The following table compares the performance between the default settings and the adjusted memory and buffer configurations. A positive percentage indicates performance improvement, while a negative percentage indicates regression.

While a small number of queries saw performance improvements, a larger portion experienced regressions, indicating that these configuration adjustments did not yield a net positive performance gain across the TPC-DS workload.

Queries with Performance Gains

The following queries showed the most significant performance improvements after the configuration adjustments:

RankTPC-DS QueryPerformance Change (%)
1q31-v2.410.9
2q34-v2.49.4
3q12-v2.45.8
4q23a-v2.45.1
5q98-v2.44.9
6q77-v2.44.7
7q41-v2.42.4
8q35-v2.42.3
9q69-v2.42.1
10q86-v2.41.9

Queries with Performance Regressions

Conversely, a substantial number of queries experienced performance degradation with these configuration changes:

RankTPC-DS QueryPerformance Change (%)
1q13-v2.4-59.5
2q3-v2.4-56.7
3q9-v2.4-36.2
4q91-v2.4-22.7
5q11-v2.4-22.3
6q55-v2.4-20.0
7q42-v2.4-19.0
8q7-v2.4-17.7
9q28-v2.4-14.1
10q2-v2.4-11.1

Conclusion on Configuration Adjustments

Overall, the specific adjustments to CELEBORN_WORKER_MEMORY, CELEBORN_WORKER_OFFHEAP_MEMORY, and celeborn.worker.flusher.buffer.size did not lead to a net positive performance improvement for the TPC-DS 3TB benchmark. While a few queries showed minor gains, the majority experienced performance degradation, with some regressions being quite significant. This suggests that these particular optimizations, while potentially beneficial in other contexts, were not effective for this specific mixed workload and could even be detrimental. Further fine-tuning or a different approach to Celeborn configuration might be necessary to achieve overall positive results.

Overall Conclusion

This benchmark report aimed to evaluate the performance characteristics of Apache Celeborn with Apache Spark on a 3TB TPC-DS workload.

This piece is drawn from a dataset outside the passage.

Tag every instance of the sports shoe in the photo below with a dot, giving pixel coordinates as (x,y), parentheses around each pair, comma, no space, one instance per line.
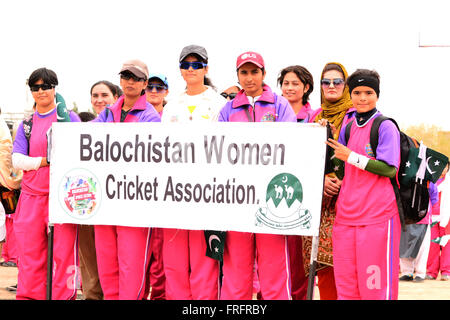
(406,277)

The initial comparison against native Spark shuffle revealed that while Celeborn offers significant operational stability benefits (e.g., fault tolerance for large shuffle operations), it introduced an overall 16% performance regression for this mixed workload. Performance was highly query-dependent, with some queries improving modestly and others regressing severely.

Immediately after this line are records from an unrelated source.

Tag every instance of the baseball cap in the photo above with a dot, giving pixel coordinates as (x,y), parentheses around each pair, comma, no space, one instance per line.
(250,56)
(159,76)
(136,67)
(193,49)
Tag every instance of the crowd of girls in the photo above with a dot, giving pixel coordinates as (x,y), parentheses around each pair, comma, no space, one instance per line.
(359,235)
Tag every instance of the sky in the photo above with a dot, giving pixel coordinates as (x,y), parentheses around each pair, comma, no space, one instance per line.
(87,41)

Furthermore, an investigation into specific Celeborn configuration adjustments (CELEBORN_WORKER_MEMORY, CELEBORN_WORKER_OFFHEAP_MEMORY, celeborn.worker.flusher.buffer.size) demonstrated that these optimizations did not yield a net positive performance gain. A majority of queries showed either negligible change or significant performance degradation, reinforcing the idea that generic tuning might not be universally effective.

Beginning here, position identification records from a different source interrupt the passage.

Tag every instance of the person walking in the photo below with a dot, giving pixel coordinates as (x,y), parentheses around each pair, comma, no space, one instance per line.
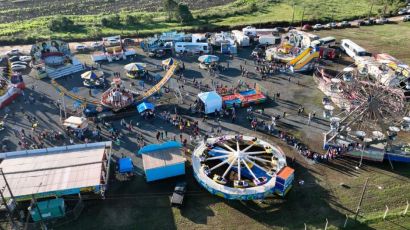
(158,134)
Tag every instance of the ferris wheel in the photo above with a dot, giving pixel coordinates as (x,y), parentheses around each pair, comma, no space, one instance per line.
(371,107)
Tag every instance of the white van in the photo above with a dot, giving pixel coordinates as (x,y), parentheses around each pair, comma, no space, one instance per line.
(192,47)
(352,49)
(327,42)
(269,40)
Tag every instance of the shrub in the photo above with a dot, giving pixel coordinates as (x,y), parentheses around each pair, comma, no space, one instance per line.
(61,23)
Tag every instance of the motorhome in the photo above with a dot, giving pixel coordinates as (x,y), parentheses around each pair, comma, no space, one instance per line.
(191,47)
(352,49)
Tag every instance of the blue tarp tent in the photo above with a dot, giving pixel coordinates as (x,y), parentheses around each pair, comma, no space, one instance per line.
(125,165)
(159,147)
(145,106)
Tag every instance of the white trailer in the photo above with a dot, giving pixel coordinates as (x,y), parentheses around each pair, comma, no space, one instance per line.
(241,39)
(253,32)
(192,47)
(269,40)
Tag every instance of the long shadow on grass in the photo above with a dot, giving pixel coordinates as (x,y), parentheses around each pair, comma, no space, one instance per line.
(305,204)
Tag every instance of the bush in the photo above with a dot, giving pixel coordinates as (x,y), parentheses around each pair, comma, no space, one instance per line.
(184,14)
(61,24)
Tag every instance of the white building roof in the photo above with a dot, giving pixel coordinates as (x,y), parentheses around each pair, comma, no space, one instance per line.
(46,170)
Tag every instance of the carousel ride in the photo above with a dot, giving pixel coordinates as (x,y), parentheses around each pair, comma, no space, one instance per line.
(240,167)
(370,117)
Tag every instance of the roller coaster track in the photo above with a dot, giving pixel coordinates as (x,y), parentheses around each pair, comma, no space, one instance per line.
(94,102)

In summary, Apache Celeborn is a strategic choice when operational stability, particularly for large and complex shuffle data, is paramount. However, for general analytical workloads, its deployment requires a careful evaluation of the performance overhead and associated infrastructure costs. Optimal performance tuning with Celeborn is highly dependent on workload characteristics and necessitates detailed, workload-specific analysis rather than relying on generalized configuration adjustments.